Based on recent phylogenetic evidence, lyssaviruses have been categorized into seven major species. In addition, five more species have recently been discovered: West Caucasian bat virus, Aravan virus, Khujand virus, Irkut virus and Shimoni bat virus. The lyssavirus genus can be divided into four phylogroups based upon DNA sequence homology. Phylogroup I includes viruses, such as Rabies virus, Duvenhage virus, European bat lyssavirus types 1 and 2, Australian bat lyssavirus, Khujand virus, Bokeloh bat lyssavirus, Irkut virus, and Aravan virus. Phylogroup II contains Lagos bat virus, Mokola virus, and Shimoni bat virus. West Caucasian bat lyssavirus is the only virus that is a part of phylogroup III. Ikoma lyssavirus and Lleida bat lyssavirus are examples in phylogroup IV. West Caucasian bat lyssavirus was classified within its own phylogroup because it is the most divergent lyssavirus that has been discovered.

| Genus | Structure | Symmetry | Capsid | Genomic arrangement | Genomic segmentation |
|---|---|---|---|---|---|
| Lyssavirus | Bullet-shaped |  | Enveloped | Linear | Monopartite |

===Evolution===
Phylogenetic studies suggest that the original hosts of these viruses were bats. However, the recent discovery of lyssavirus sequences from amphibians and reptiles challenges the mammalian origin of lyssaviruses. The greater antigenic diversity of lyssaviruses from Africa has led to the assumption that Africa was the origin of these viruses. An examination of 153 viruses collected between 1956 and 2015 from various geographic locations has instead suggested a Palearctic origin (85% likelihood) for these viruses. Date estimates (95% likelihood) for the most recent common ancestor were very broad – between 3,995 and 166,820 years before present – which suggests there is further work to be done in this area. Although bats evolved in the Palearctic, their origins antedate that of the lyssaviruses by millions of years, which argues against their co-speciation. The evolution rate in the N gene in the Africa 2 lineage has been estimated to be 3.75×10^{−3} substitutions per site per year. This rate is similar to that of other RNA viruses.

==Life cycle==
Viral replication is cytoplasmic. Entry into the host cell is achieved by attachment of the viral G glycoproteins to host receptors, which mediates clathrin-mediated endocytosis. Replication follows the negative stranded RNA virus replication model. Negative stranded RNA virus transcription, using polymerase stuttering, is the method of transcription. The virus exits the host cell by budding and by tubule-guided viral movement.
Wild mammals, especially bats and certain carnivores, serve as natural hosts. Transmission routes are typically via bite wounds.

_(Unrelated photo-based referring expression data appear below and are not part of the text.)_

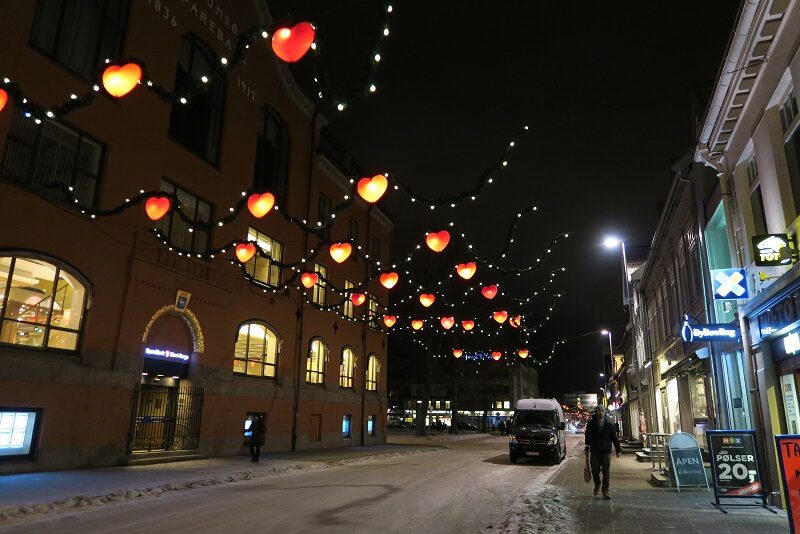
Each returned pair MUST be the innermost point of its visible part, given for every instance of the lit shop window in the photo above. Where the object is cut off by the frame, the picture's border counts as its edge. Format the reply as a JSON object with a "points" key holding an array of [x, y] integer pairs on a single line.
{"points": [[256, 352], [41, 305], [17, 431], [264, 269]]}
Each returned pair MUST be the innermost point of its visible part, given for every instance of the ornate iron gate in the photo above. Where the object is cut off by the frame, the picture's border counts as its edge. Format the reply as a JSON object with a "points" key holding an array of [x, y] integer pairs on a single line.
{"points": [[165, 418]]}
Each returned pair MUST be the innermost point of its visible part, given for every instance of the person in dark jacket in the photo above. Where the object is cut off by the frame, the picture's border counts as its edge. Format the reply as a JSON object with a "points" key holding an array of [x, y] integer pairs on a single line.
{"points": [[600, 435], [259, 431]]}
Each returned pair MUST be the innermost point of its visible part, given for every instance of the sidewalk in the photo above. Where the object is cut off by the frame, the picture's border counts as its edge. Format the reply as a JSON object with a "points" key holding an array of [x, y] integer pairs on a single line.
{"points": [[637, 506]]}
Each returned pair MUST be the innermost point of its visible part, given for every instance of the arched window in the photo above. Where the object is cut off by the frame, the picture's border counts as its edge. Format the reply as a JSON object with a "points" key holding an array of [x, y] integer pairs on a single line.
{"points": [[315, 364], [373, 368], [41, 304], [346, 368], [256, 351]]}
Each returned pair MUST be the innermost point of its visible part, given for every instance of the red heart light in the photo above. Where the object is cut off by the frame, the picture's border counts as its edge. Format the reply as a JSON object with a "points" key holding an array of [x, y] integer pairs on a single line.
{"points": [[340, 251], [245, 251], [389, 280], [259, 205], [466, 270], [426, 299], [372, 189], [291, 44], [309, 279], [157, 207], [500, 316], [119, 81], [489, 291], [437, 241]]}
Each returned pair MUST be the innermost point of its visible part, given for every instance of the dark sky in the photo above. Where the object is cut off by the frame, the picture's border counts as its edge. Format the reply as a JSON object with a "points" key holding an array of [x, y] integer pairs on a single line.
{"points": [[607, 89]]}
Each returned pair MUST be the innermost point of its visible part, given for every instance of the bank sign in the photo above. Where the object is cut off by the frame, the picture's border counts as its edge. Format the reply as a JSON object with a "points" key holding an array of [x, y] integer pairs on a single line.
{"points": [[773, 249]]}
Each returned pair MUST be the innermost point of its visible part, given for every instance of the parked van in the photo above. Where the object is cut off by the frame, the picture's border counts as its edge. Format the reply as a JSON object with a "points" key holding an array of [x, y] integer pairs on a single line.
{"points": [[537, 429]]}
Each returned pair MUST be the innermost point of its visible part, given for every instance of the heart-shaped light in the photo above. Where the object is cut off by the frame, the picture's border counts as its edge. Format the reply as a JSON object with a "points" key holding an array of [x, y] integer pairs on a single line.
{"points": [[119, 81], [500, 316], [437, 241], [489, 292], [245, 251], [372, 189], [309, 279], [157, 207], [340, 251], [466, 270], [426, 299], [291, 44], [259, 205], [389, 280]]}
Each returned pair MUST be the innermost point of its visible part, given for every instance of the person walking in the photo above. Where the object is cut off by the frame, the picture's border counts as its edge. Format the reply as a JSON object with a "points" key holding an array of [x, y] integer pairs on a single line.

| Genus | Host details | Tissue tropism | Entry details | Release details | Replication site | Assembly site | Transmission |
|---|---|---|---|---|---|---|---|
| Lyssavirus | bats, Crocidura shrews and certain carnivores | Neurons | Clathrin-mediated endocytosis | Budding | Cytoplasm | Cytoplasm | Bite wounds |

==Testing==
As of 2018 the direct fluorescent antibody (DFA) test is still the gold standard to detect lyssavirus infection. Since the new millennium reverse transcription PCR (RT-PCR) tests have been developed for rabies but only been used as a confirmatory test. Real-time PCR-based tests which have higher sensitivity and objective diagnostic thresholds and allow samples to be stored at room temperature have been promising since 2005, but require a real-time PCR machine and skilled workers with experience in molecular diagnostics. In an international evaluation a single TaqMan LN34 assay could detect Lyssavirus with high sensitivity (99.90%) across the genus and high specificity (99.68%) when compared to the DFA test. It will become the primary post-mortem rabies diagnostic test where possible.

==Epidemiology==
Classic rabies virus is prevalent throughout most of the world and can be carried by any warm blooded mammal. The other lyssaviruses have much less diversity in carriers. Only select hosts can carry each of these viral species. Also, these other species are particular only to a specific geographic area. Bats are known to be an animal vector for all identified lyssaviruses except the Mokola virus.